Дальше потянулся узкий подземный коридор. Кашпур ускорил шаги. Иногда тусклое пламя фонаря вырывало из тьмы заплесневелые стены, сложенные из грубо тесаного камня.
Двести лет назад один из предков графа Русанивского выстроил этот подвал. Здесь его жена двадцать лет просидела под землею, сошла с ума и умерла; в этом подземелье истязали непокорных крепостных, беглецов из барских поместий.
И в это же подземелье купец первой гильдии, лесопромышленник Данило Кашпур запрятал своего единоутробного брата. Шестой месяц сидел Максим Кашпур под землею. Через зарешеченную фортку в чугунной двери ему подавали воду и хлеб, изредка — мясо. В темной каменной яме на гнилом тюфяке он лежал, потеряв счет дням и часам, кутаясь в порванный кожух и безнадежно посматривая на чугунную дверь. Он плакал и кричал, рвал на себе волосы и до крови грыз пальцы в бессильной злобе на себя, на свою судьбу, которая так обманула его.

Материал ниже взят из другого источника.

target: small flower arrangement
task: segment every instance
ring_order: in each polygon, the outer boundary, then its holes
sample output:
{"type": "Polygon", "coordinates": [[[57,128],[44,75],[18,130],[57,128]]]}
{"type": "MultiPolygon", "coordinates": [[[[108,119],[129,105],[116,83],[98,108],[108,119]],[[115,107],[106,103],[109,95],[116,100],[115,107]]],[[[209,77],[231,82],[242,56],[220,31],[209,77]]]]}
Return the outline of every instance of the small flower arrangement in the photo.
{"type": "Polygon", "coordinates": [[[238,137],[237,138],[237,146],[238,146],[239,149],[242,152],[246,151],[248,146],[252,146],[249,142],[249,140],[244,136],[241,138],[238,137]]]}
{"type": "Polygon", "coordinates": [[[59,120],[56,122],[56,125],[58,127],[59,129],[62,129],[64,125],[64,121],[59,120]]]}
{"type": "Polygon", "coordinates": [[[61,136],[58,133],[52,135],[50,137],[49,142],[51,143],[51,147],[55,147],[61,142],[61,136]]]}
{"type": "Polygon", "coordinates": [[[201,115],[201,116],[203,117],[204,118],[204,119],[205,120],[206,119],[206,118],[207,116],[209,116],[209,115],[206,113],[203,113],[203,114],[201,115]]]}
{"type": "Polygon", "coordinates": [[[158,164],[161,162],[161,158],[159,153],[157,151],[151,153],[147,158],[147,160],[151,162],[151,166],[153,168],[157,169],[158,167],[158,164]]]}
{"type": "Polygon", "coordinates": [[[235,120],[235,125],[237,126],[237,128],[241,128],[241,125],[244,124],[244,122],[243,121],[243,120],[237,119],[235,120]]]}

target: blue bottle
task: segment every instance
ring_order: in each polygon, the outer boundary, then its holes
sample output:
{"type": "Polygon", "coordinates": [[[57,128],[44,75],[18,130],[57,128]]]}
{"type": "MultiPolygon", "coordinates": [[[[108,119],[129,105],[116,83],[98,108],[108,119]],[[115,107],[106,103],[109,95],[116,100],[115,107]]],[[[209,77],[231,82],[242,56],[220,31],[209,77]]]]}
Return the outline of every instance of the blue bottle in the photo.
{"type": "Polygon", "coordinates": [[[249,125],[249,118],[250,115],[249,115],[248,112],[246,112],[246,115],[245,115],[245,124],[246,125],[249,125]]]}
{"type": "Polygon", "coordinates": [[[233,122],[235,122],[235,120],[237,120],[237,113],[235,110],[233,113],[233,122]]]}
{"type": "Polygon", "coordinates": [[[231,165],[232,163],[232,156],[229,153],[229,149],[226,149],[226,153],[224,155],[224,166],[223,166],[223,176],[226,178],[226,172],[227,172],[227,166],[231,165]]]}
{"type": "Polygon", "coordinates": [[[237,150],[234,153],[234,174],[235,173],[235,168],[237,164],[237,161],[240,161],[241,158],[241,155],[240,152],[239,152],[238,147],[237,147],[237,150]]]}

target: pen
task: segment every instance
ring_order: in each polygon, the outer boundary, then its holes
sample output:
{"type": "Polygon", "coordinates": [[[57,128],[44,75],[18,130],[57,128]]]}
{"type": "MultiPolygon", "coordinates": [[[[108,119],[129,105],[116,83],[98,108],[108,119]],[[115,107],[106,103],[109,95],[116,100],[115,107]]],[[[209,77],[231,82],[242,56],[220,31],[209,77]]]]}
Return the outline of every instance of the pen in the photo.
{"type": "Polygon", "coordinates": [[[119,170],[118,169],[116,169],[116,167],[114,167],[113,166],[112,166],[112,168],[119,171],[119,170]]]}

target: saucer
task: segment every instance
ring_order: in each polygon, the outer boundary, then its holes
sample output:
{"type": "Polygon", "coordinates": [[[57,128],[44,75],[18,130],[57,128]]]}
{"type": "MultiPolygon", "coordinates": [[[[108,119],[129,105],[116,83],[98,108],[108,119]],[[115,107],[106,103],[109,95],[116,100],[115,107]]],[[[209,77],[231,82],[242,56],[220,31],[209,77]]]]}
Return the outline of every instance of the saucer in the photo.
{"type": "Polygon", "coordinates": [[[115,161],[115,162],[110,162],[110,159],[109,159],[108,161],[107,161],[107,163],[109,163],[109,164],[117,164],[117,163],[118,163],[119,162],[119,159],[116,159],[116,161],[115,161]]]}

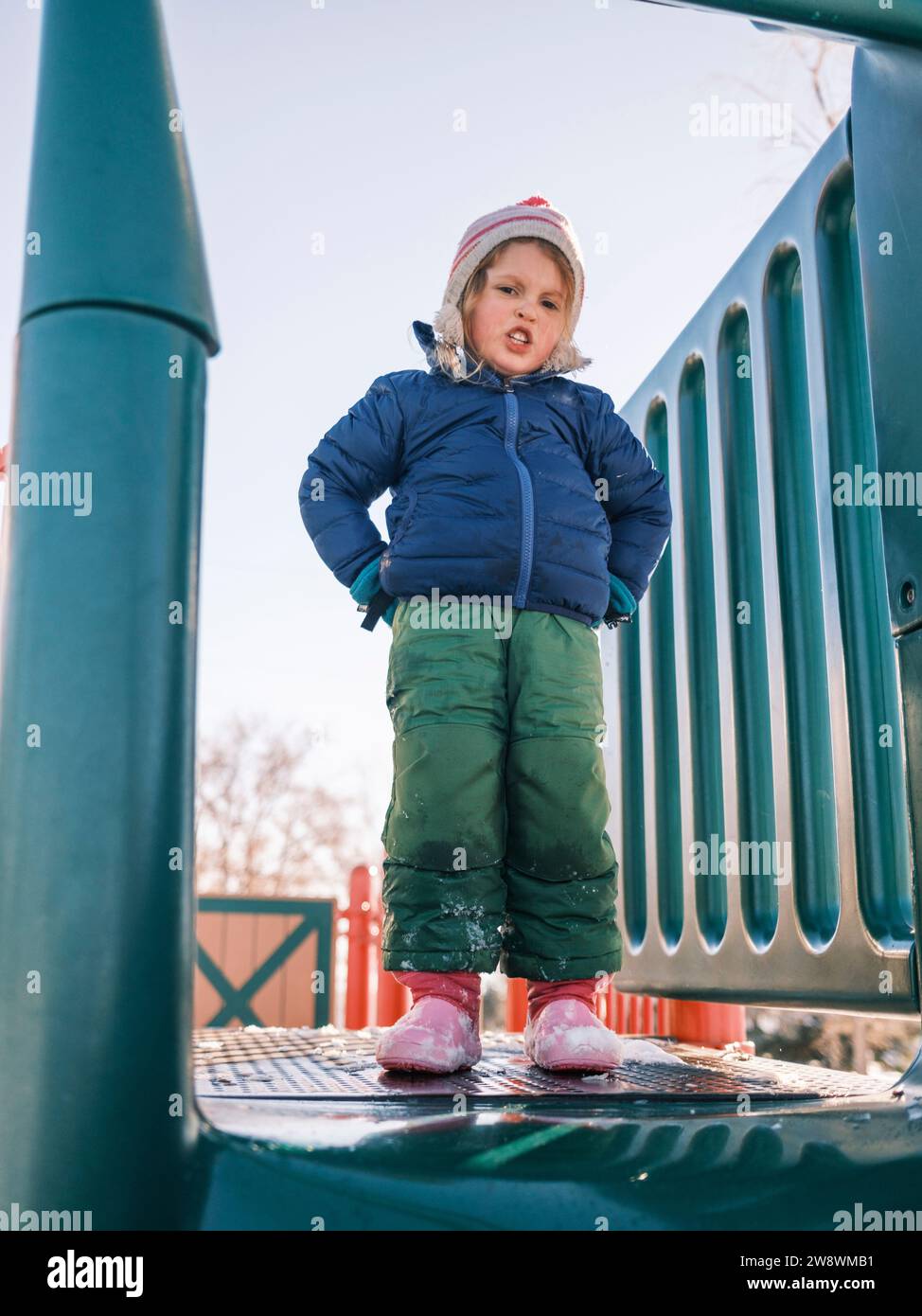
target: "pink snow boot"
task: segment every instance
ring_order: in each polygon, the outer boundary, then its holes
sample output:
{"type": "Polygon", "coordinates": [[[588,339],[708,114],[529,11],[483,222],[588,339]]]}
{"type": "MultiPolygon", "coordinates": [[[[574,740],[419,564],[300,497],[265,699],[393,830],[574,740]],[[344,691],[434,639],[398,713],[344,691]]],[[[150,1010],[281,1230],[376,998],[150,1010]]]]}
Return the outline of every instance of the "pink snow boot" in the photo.
{"type": "Polygon", "coordinates": [[[480,974],[401,973],[413,1008],[388,1028],[375,1059],[388,1070],[452,1074],[480,1059],[480,974]]]}
{"type": "Polygon", "coordinates": [[[617,1069],[625,1044],[606,1028],[593,1008],[598,982],[529,982],[529,1017],[525,1054],[552,1071],[584,1070],[593,1074],[617,1069]]]}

Много лет тому назад по стране разнеслась весть о невиданной афере в Рогожском банке взаимного кредита: внезапно оказалось, что банк платил фальшивыми деньгами, а куда девались сотни тысяч рублей, внесенные вкладчиками, так и осталось невыясненным. В газетax об этом не писали, но люди, понимающие в подобных делах, говорили, что где же видано писать о таких вещах в газетах; был слух, что к этой афере приложил руку сам министр внутренних дел. Банк закрыли. Некоторое время правление находилось под арестом. Говорили, что в помещении банка нашли машину для печатания фальшивых денег. Вскоре почти всех главных акционеров выслали, нескольких, и среди них брата Кашпура, Максима, отправили на каторжные работы в Сибирь.